Peter Lashley

Personal information
- Full name: Patrick Douglas Lashley
- Born: 11 February 1937 Christ Church, Barbados
- Died: 4 September 2023 (aged 86) Barbados
- Batting: Left-handed
- Bowling: Right-arm medium

International information
- National side: West Indies;
- Test debut (cap 112): 9 December 1960 v Australia
- Last Test: 4 August 1966 v England

Domestic team information
- 1957–58 to 1974–75: Barbados

Career statistics
| Competition | Test | FC |
| Matches | 4 | 85 |
| Runs scored | 159 | 4932 |
| Batting average | 22.71 | 41.44 |
| 100s/50s | 0/0 | 8/32 |
| Top score | 49 | 204 |
| Balls bowled | 18 | 2079 |
| Wickets | 1 | 27 |
| Bowling average | 1.00 | 35.48 |
| 5 wickets in innings | 0 | 0 |
| 10 wickets in match | 0 | 0 |
| Best bowling | 1/1 | 3/15 |
| Catches/stumpings | 4/– | 66/– |
- Source: Cricinfo, 4 September 2023

= Peter Lashley =

West Indian cricketer (1937–2023)

Patrick Douglas Lashley (11 February 1937 – 4 September 2023), known as Peter Lashley, was a Barbadian cricketer. He played four Tests for the West Indies in the 1960s.

==Career==
A middle-order batsman who became an opener later in his career, Lashley played domestic cricket for Barbados from 1958 to 1975. His top score was 204 against Guyana in 1966-67.
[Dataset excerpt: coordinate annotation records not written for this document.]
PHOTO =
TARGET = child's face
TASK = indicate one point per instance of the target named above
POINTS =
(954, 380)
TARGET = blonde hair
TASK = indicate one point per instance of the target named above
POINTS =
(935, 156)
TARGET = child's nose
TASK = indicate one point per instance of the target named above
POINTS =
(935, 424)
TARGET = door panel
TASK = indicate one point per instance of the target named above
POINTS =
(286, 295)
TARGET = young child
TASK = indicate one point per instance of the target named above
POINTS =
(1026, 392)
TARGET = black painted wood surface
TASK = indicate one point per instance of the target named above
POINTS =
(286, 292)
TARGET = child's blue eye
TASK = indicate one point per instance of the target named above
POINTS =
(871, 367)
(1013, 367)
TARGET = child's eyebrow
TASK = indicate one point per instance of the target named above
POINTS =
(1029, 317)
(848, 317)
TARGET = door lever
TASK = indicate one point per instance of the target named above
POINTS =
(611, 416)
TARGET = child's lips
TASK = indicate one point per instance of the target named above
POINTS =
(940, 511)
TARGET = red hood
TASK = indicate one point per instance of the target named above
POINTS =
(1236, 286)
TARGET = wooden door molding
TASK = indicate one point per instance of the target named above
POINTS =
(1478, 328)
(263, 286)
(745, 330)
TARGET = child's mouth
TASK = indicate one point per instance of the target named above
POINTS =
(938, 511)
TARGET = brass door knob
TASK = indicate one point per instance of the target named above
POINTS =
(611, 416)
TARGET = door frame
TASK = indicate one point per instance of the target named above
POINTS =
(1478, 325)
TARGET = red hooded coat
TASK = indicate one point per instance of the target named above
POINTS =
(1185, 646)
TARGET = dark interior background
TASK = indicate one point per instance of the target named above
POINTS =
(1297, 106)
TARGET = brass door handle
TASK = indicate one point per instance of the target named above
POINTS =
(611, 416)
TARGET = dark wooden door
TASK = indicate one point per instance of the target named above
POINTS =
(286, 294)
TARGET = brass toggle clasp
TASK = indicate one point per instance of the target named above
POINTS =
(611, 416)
Lashley toured Australia in 1960-61 and England in 1966 with the West Indian team, but was not able to establish himself in the Test side. Geoffrey Boycott stated that Lashley was the worst bowler ever to dismiss him in Test cricket – Boycott was his only Test victim, in the Fourth Test at Leeds in 1966.

==Death==
Peter Lashley died in Barbados on 4 September 2023, at the age of 86.